An Australian dog credited with saving over 100 koalas from bushfires is retiring after a decade of service.

Bear, an 11-year-old Australian Koolie, was one of the first dogs in the country to be trained on the scent of koala fur.

The International Fund for Animal Welfare called using dogs to detect koalas a "novel" approach.

"No one knew if it could be done," IFAW head of programs Josey Sharrad wrote in a statement about Bear on Monday.

As a pup, the four-legged hero's boundless energy made it tough to stay indoors, but he found his true potential in the bush.

"He literally went from chewing the walls of a Gold Coast apartment to roaming through the Aussie bush on a mission to save our most iconic species," Sharrad said.

Bear's skills saved over 100 koalas as the Black Summer bushfires raged across Australia's eastern seaboard from late 2019 to early 2020, razing millions of hectares, destroying thousands of homes and blanketing cities in noxious smoke.
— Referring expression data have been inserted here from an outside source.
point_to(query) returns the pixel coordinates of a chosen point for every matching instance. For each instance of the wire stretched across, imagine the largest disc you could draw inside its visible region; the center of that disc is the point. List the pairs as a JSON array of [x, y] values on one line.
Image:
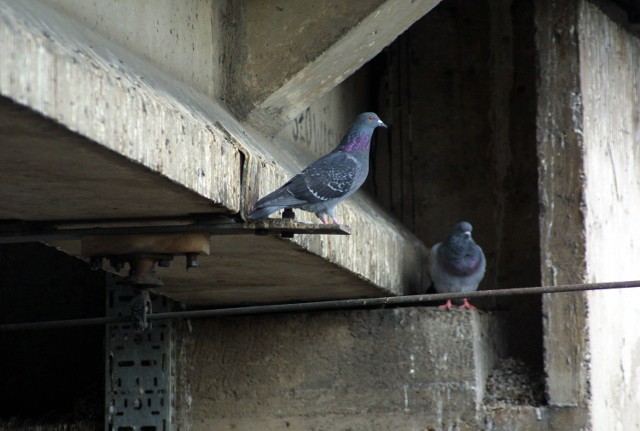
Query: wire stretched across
[[340, 304]]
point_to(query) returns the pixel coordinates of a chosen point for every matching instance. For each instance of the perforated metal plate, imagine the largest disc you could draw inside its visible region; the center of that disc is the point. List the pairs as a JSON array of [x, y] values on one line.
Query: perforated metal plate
[[139, 376]]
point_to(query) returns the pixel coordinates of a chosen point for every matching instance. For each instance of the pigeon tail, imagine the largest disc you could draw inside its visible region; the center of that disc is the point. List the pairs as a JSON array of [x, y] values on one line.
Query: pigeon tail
[[263, 212]]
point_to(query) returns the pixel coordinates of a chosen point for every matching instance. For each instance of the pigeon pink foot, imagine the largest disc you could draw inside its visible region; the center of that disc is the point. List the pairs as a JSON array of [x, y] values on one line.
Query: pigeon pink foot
[[447, 305], [465, 304]]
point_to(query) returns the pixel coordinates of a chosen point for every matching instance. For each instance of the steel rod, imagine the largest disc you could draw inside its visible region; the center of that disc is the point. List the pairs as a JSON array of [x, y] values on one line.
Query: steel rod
[[340, 304]]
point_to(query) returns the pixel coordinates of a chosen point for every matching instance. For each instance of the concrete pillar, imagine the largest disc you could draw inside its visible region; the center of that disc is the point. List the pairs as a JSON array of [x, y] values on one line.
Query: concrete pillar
[[589, 159], [610, 84], [363, 370]]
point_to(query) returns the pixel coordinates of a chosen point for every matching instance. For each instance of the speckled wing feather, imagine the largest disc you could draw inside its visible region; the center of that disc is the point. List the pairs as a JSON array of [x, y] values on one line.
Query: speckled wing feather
[[331, 177]]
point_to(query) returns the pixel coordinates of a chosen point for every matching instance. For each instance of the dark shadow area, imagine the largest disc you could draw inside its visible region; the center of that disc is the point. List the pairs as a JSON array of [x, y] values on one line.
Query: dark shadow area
[[459, 91], [50, 376]]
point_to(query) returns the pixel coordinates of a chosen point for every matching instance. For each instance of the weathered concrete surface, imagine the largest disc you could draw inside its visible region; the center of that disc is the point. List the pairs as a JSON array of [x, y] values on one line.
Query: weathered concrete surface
[[180, 37], [527, 418], [362, 370], [121, 103], [303, 52], [562, 205], [610, 83], [51, 173]]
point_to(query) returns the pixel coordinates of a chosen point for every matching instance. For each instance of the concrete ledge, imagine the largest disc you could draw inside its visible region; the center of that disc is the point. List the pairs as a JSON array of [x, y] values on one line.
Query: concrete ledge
[[153, 124], [367, 369]]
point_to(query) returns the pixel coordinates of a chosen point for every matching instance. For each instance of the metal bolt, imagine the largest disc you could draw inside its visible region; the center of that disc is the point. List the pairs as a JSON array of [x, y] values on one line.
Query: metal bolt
[[192, 260]]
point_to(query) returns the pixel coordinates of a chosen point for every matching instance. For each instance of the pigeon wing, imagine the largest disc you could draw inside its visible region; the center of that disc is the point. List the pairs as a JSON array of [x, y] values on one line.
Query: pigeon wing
[[330, 177]]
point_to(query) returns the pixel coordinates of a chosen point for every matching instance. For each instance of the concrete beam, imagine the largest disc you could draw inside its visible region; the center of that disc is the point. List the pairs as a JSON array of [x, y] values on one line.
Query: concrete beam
[[161, 148], [285, 55]]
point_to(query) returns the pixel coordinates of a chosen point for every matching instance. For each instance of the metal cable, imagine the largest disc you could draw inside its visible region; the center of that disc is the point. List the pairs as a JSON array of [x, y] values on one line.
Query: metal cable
[[341, 304]]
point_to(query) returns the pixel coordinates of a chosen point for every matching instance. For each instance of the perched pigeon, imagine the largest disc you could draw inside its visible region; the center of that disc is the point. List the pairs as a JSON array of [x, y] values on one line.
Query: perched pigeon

The tail-wagging detective with a "joyful and goofy" personality retires with an extensive list of accolades, including an Animal of the Year award and Puppy Tales Photos Australian Dog of the Year award.

He also features in a "dogumentary" called "Bear: Koala Hero", and in a book, "Bear to the Rescue".

Bear will embark on a slower-paced chapter on the Sunshine Coast with one of his former handlers, getting belly rubs and playing his favorite game, fetch.

One of his former handlers, Romane Cristescu, said Bear had been a "tireless ambassador for koalas for a decade".

"He melted hearts all around the world, and opened many doors so we could have critical and difficult conversations about climate change and its impacts on the threatened koalas, as well as so many other species."